Due to small amounts of inert gases in the hydrogen and oxygen gas supply an accumulation of inert gas in the system will occur over time. These inert gases diffuse through the membrane and accumulate at the anode which leads to local fuel starvation. A balance between diffusion to and from the anode will cause, in combination with the hydrogen depletion by reaction, an inert gas blanketing of a certain anode area. [2]

Degradation of the fuel cell is affected by the inert gas blanketing on the anode, as it may lead to local fuel starvation and higher carbon corrosion. [3]

In this study, we present measurements at different AUV related working conditions of a fuel cell stack from UBzM (Ulm, Germany) conducted with a Greenlight Innovation G400 test bench.

As shown in Fig. 2, the influence of inert gas (nitrogen) at the cathode on the stack performance is investigated. With high nitrogen concentration at the cathode, fuel starvation at the anode is supported which leads to a cell voltage drop. Experimental procedures to prevent the stack from failing like setting a pressure difference between anode and cathode or a cathodic over-stoichiometry, will be presented and their influence on the inert gas balance in the stack will be evaluated. Additionally it is planned to validate these results by testing an assembled fuel cell system under the same conditions.

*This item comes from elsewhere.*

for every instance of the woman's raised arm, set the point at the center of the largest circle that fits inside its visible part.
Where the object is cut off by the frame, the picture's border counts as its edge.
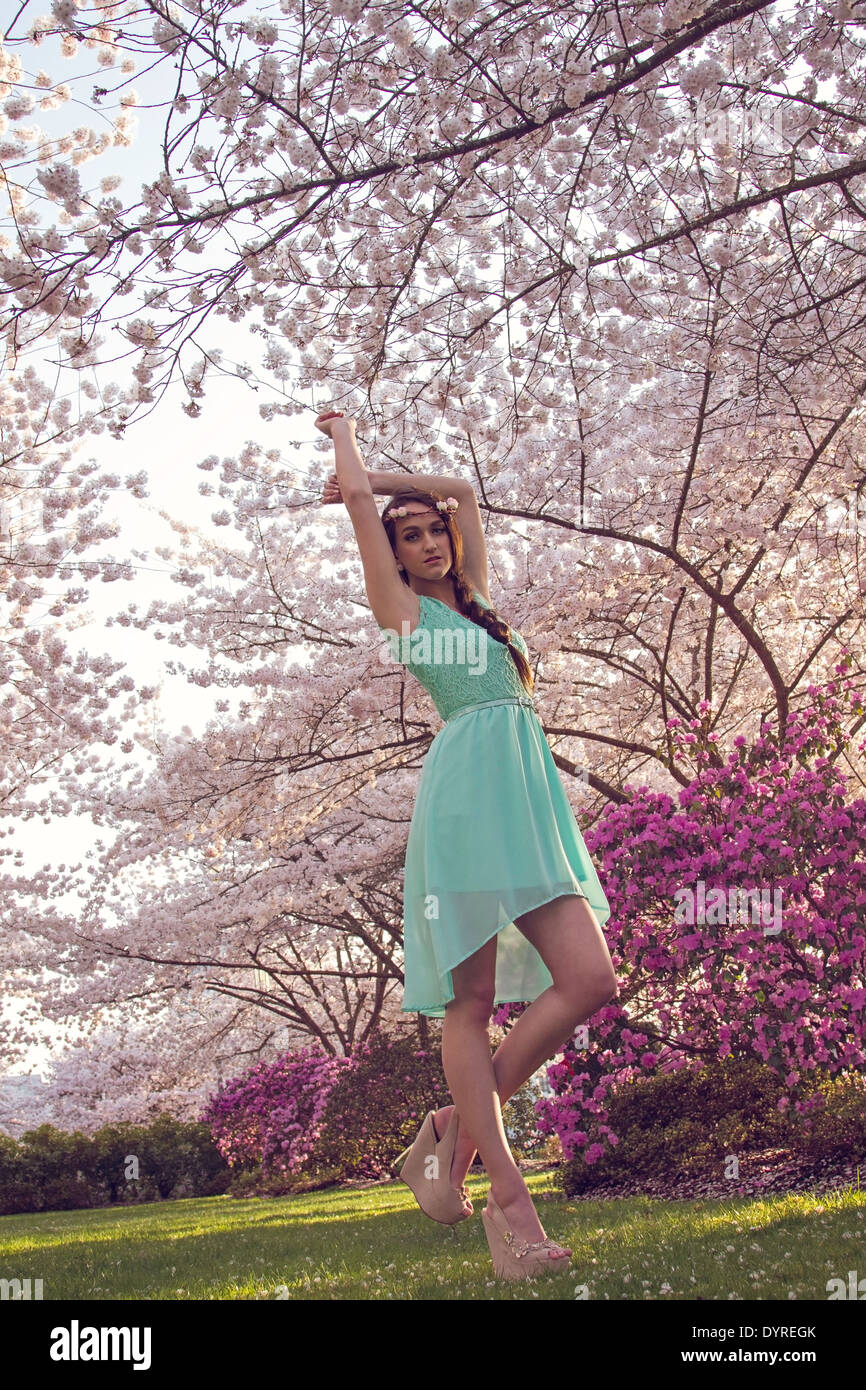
(392, 602)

The obtained results from the stack will be compared to single cell tests of similar membrane electrode assemblies supplied by UBzM.

Additionally the single cell tests will be complemented with gas analytics to obtain more accurate data on the nitrogen diffusion through the membrane and to further understand negative effects like carbon corrosion at dead ended anode conditions.


[1]          A. Mendez, T. Leo, and M. Herreros, “Current State of Technology of Fuel Cell Power Systems for Autonomous Underwater Vehicles,” Energies, vol. 7, no. 7, pp. 4676–4693, Jul. 2014.

[2]          J. B. Siegel, S. V. Bohac, A. G. Stefanopoulou, and S. Yesilyurt, “Nitrogen Front Evolution in Purged Polymer Electrolyte Membrane Fuel Cell with Dead-Ended Anode,” J. Electrochem. Soc., vol. 157, no. 7, p. B1081, 2010.

[3]          J. Chen, J. B. Siegel, T. Matsuura, and A. G. Stefanopoulou, “Carbon Corrosion in PEM Fuel Cell Dead-Ended Anode Operations,” J. Electrochem. Soc., vol. 158, no. 9, p. B1164, 2011.

Fig.1: P&ID draft of the fuel cell system

Fig. 2: Measurement of the UBzM stack with different Vol.-% of nitrogen on the cathode.